From 734ad0af3609464f8f93e00b6c0de1e112f44559 Mon Sep 17 00:00:00 2001
From: "Nysal Jan K.A." <nysal@linux.ibm.com>
Date: Thu, 29 Aug 2024 07:58:27 +0530
Subject: powerpc/qspinlock: Fix deadlock in MCS queue
MIME-Version: 1.0
Content-Type: text/plain; charset=UTF-8
Content-Transfer-Encoding: 8bit

If an interrupt occurs in queued_spin_lock_slowpath() after we increment
qnodesp->count and before node->lock is initialized, another CPU might
see stale lock values in get_tail_qnode(). If the stale lock value happens
to match the lock on that CPU, then we write to the "next" pointer of
the wrong qnode. This causes a deadlock as the former CPU, once it becomes
the head of the MCS queue, will spin indefinitely until it's "next" pointer
is set by its successor in the queue.

Running stress-ng on a 16 core (16EC/16VP) shared LPAR, results in
occasional lockups similar to the following:

   $ stress-ng --all 128 --vm-bytes 80% --aggressive \
               --maximize --oomable --verify  --syslog \
               --metrics  --times  --timeout 5m

   watchdog: CPU 15 Hard LOCKUP
   ......
   NIP [c0000000000b78f4] queued_spin_lock_slowpath+0x1184/0x1490
   LR [c000000001037c5c] _raw_spin_lock+0x6c/0x90
   Call Trace:
    0xc000002cfffa3bf0 (unreliable)
    _raw_spin_lock+0x6c/0x90
    raw_spin_rq_lock_nested.part.135+0x4c/0xd0
    sched_ttwu_pending+0x60/0x1f0
    __flush_smp_call_function_queue+0x1dc/0x670
    smp_ipi_demux_relaxed+0xa4/0x100
    xive_muxed_ipi_action+0x20/0x40
    __handle_irq_event_percpu+0x80/0x240
    handle_irq_event_percpu+0x2c/0x80
    handle_percpu_irq+0x84/0xd0
    generic_handle_irq+0x54/0x80
    __do_irq+0xac/0x210
    __do_IRQ+0x74/0xd0
    0x0
    do_IRQ+0x8c/0x170
    hardware_interrupt_common_virt+0x29c/0x2a0
   --- interrupt: 500 at queued_spin_lock_slowpath+0x4b8/0x1490
   ......
   NIP [c0000000000b6c28] queued_spin_lock_slowpath+0x4b8/0x1490
   LR [c000000001037c5c] _raw_spin_lock+0x6c/0x90
   --- interrupt: 500
    0xc0000029c1a41d00 (unreliable)
    _raw_spin_lock+0x6c/0x90
    futex_wake+0x100/0x260
    do_futex+0x21c/0x2a0
    sys_futex+0x98/0x270
    system_call_exception+0x14c/0x2f0
    system_call_vectored_common+0x15c/0x2ec

The following code flow illustrates how the deadlock occurs.
For the sake of brevity, assume that both locks (A and B) are
contended and we call the queued_spin_lock_slowpath() function.

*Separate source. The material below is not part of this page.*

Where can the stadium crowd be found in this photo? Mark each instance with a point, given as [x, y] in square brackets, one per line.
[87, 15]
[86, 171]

        CPU0                                   CPU1
        ----                                   ----
  spin_lock_irqsave(A)                          |
  spin_unlock_irqrestore(A)                     |
    spin_lock(B)                                |
         |                                      |
         ▼                                      |
   id = qnodesp->count++;                       |
  (Note that nodes[0].lock == A)                |
         |                                      |
         ▼                                      |
      Interrupt                                 |
  (happens before "nodes[0].lock = B")          |
         |                                      |
         ▼                                      |
  spin_lock_irqsave(A)                          |
         |                                      |
         ▼                                      |
   id = qnodesp->count++                        |
   nodes[1].lock = A                            |
         |                                      |
         ▼                                      |
  Tail of MCS queue                             |
         |                             spin_lock_irqsave(A)
         ▼                                      |
  Head of MCS queue                             ▼
         |                             CPU0 is previous tail
         ▼                                      |
   Spin indefinitely                            ▼
  (until "nodes[1].next != NULL")      prev = get_tail_qnode(A, CPU0)
                                                |
                                                ▼
                                       prev == &qnodes[CPU0].nodes[0]
                                     (as qnodes[CPU0].nodes[0].lock == A)
                                                |
                                                ▼
                                       WRITE_ONCE(prev->next, node)
                                                |
                                                ▼
                                        Spin indefinitely
                                     (until nodes[0].locked == 1)

Thanks to Saket Kumar Bhaskar for help with recreating the issue

Fixes: 84990b169557 ("powerpc/qspinlock: add mcs queueing for contended waiters")
Cc: stable@vger.kernel.org # v6.2+
Reported-by: Geetika Moolchandani <geetika@linux.ibm.com>
Reported-by: Vaishnavi Bhat <vaish123@in.ibm.com>
Reported-by: Jijo Varghese <vargjijo@in.ibm.com>
Signed-off-by: Nysal Jan K.A. <nysal@linux.ibm.com>
Reviewed-by: Nicholas Piggin <npiggin@gmail.com>
Signed-off-by: Michael Ellerman <mpe@ellerman.id.au>
Link: https://msgid.link/20240829022830.1164355-1-nysal@linux.ibm.com
---
 arch/powerpc/lib/qspinlock.c | 10 +++++++++-
 1 file changed, 9 insertions(+), 1 deletion(-)

(limited to 'arch')

diff --git a/arch/powerpc/lib/qspinlock.c b/arch/powerpc/lib/qspinlock.c
index 5de4dd549f6e..bcc7e4dff8c3 100644
--- a/arch/powerpc/lib/qspinlock.c
+++ b/arch/powerpc/lib/qspinlock.c
@@ -697,7 +697,15 @@ again:
 	}
 
 release:
-	qnodesp->count--; /* release the node */
+	/*
+	 * Clear the lock before releasing the node, as another CPU might see stale
+	 * values if an interrupt occurs after we increment qnodesp->count
+	 * but before node->lock is initialized. The barrier ensures that
+	 * there are no further stores to the node after it has been released.
+	 */
+	node->lock = NULL;
+	barrier();
+	qnodesp->count--;
 }
 
 void queued_spin_lock_slowpath(struct qspinlock *lock)
-- 
cgit v1.2.3-58-ga151